Universal Domain Adaptation from Foundation Models: A Baseline Study

Bin Deng,Kui Jia
2023-11-03
Abstract:Foundation models (e.g., CLIP or DINOv2) have shown their impressive learning and transfer capabilities in a wide range of visual tasks, by training on a large corpus of data and adapting to specific downstream tasks. It is, however, interesting that foundation models have not been fully explored for universal domain adaptation (UniDA), which is to learn models using labeled data in a source domain and unlabeled data in a target one, such that the learned models can successfully adapt to the target data. In this paper, we make comprehensive empirical studies of state-of-the-art UniDA methods using foundation models. We first observe that, unlike fine-tuning from ImageNet pre-trained models, as previous methods do, fine-tuning from foundation models yields significantly poorer results, sometimes even worse than training from scratch. While freezing the backbones, we demonstrate that although the foundation models greatly improve the performance of the baseline method that trains the models on the source data alone, existing UniDA methods generally fail to improve over the baseline. This suggests that new research efforts are very necessary for UniDA using foundation models. Based on these findings, we introduce \textit{CLIP distillation}, a parameter-free method specifically designed to distill target knowledge from CLIP models. The core of our \textit{CLIP distillation} lies in a self-calibration technique for automatic temperature scaling, a feature that significantly enhances the baseline's out-class detection capability. Although simple, our method outperforms previous approaches in most benchmark tasks, excelling in evaluation metrics including H-score/H$^3$-score and the newly proposed universal classification rate (UCR) metric. We hope that our investigation and the proposed simple framework can serve as a strong baseline to facilitate future studies in this field.
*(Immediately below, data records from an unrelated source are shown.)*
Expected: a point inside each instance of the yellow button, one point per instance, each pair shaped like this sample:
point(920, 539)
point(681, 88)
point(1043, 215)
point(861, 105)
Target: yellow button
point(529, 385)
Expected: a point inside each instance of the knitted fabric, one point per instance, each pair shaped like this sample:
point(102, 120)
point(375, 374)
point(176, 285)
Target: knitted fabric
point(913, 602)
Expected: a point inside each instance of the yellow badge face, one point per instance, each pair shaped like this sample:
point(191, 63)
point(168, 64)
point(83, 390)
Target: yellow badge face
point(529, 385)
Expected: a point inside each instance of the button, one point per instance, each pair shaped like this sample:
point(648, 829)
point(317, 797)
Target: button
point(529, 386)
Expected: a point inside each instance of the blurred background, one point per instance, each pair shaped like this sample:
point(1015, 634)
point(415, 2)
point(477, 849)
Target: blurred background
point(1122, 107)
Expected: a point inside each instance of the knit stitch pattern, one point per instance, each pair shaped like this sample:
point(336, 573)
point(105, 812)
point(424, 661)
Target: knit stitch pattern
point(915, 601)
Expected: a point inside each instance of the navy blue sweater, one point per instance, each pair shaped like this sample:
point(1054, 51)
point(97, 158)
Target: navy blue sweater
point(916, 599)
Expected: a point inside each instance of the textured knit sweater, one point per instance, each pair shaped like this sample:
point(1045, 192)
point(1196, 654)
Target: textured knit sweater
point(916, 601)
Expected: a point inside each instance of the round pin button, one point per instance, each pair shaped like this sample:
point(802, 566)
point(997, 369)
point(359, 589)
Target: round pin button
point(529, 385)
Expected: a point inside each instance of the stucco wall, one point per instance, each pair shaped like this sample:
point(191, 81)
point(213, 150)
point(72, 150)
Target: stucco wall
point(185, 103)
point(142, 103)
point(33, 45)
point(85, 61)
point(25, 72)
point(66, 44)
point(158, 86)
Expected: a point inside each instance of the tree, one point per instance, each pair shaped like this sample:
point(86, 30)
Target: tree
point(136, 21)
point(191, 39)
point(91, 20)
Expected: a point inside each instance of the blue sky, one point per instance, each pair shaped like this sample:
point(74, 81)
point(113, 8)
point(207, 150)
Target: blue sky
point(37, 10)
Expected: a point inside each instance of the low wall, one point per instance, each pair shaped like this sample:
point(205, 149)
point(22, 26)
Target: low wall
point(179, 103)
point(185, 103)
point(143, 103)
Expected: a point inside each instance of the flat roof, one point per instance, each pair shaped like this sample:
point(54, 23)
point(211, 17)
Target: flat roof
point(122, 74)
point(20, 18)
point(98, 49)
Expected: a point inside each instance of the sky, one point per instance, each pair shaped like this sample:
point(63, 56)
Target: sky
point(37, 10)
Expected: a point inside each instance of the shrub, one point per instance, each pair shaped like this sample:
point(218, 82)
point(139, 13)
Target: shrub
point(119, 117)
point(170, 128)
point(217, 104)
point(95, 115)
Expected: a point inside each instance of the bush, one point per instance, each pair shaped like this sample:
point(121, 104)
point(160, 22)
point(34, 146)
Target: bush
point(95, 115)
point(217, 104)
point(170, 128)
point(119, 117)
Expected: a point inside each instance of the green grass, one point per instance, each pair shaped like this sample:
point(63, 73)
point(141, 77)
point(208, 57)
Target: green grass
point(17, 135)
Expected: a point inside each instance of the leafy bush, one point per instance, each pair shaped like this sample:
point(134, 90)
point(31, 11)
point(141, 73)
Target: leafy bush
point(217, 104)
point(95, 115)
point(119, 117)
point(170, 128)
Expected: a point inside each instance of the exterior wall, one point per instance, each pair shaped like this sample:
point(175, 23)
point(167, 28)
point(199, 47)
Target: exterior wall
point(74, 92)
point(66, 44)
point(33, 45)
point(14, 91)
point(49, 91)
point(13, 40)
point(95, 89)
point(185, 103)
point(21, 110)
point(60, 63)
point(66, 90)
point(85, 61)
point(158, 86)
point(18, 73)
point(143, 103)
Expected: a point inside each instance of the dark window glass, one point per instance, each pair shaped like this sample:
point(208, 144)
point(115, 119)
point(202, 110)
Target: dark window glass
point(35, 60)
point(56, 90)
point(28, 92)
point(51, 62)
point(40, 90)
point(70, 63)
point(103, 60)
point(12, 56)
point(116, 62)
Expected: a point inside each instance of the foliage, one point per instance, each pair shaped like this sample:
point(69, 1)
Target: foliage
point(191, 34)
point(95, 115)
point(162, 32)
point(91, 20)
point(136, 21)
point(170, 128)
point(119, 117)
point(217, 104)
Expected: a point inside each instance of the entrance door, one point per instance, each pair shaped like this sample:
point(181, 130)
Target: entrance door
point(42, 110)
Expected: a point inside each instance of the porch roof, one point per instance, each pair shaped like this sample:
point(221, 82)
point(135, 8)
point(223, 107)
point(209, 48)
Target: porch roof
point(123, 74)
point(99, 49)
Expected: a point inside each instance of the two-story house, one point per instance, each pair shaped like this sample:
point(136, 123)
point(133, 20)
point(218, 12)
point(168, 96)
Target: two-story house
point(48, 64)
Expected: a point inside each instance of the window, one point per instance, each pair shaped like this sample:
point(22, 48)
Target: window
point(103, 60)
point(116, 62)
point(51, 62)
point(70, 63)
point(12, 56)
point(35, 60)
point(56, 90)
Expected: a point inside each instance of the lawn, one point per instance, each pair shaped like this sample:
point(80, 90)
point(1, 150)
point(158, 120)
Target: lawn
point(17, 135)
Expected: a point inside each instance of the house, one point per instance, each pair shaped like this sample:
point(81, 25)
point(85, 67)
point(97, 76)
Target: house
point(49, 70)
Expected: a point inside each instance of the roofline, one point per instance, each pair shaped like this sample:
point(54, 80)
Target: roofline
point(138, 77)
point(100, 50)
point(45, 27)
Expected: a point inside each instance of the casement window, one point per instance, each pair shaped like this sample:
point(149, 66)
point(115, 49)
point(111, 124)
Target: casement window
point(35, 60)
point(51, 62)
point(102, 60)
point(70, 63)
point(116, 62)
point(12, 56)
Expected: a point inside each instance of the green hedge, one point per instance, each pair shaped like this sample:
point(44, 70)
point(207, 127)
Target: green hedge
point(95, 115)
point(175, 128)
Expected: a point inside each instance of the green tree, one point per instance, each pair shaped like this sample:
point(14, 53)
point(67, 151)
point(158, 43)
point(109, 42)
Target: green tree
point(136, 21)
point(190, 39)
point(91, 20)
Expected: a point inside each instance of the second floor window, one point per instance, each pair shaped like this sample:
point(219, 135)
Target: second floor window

Machine Learning,Computer Vision and Pattern Recognition
What problem does this paper attempt to address?
The paper attempts to address the challenges encountered when using foundation models (such as CLIP or DINOv2) for Universal Domain Adaptation (UniDA). Specifically, the paper focuses on the following aspects: 1. **Performance of foundation models in UniDA**: Compared to the traditional method of fine-tuning models pre-trained on ImageNet, directly fine-tuning from foundation models often yields worse results, sometimes even performing worse than training from scratch. 2. **Improvement methods**: The paper finds that by freezing the backbone network of the foundation model and only updating the classifier head, performance can be significantly improved in certain cases, especially when using the CLIP model. 3. **Proposing a new method**: Based on the above observations, the paper proposes CLIP distillation, a parameter-free method aimed at distilling target domain knowledge from the CLIP model. The core of this method is an auto temperature scaling self-calibration technique, which enhances the baseline model's ability to detect outlier classes. 4. **Evaluation metrics**: The paper also introduces a new evaluation metric—Universal Classification Rate (UCR), which is a threshold-agnostic evaluation standard suitable for methods that do not consider threshold effects. Overall, this paper aims to fill the current research gap in the application of foundation models to UniDA tasks and provides a robust baseline framework for future research.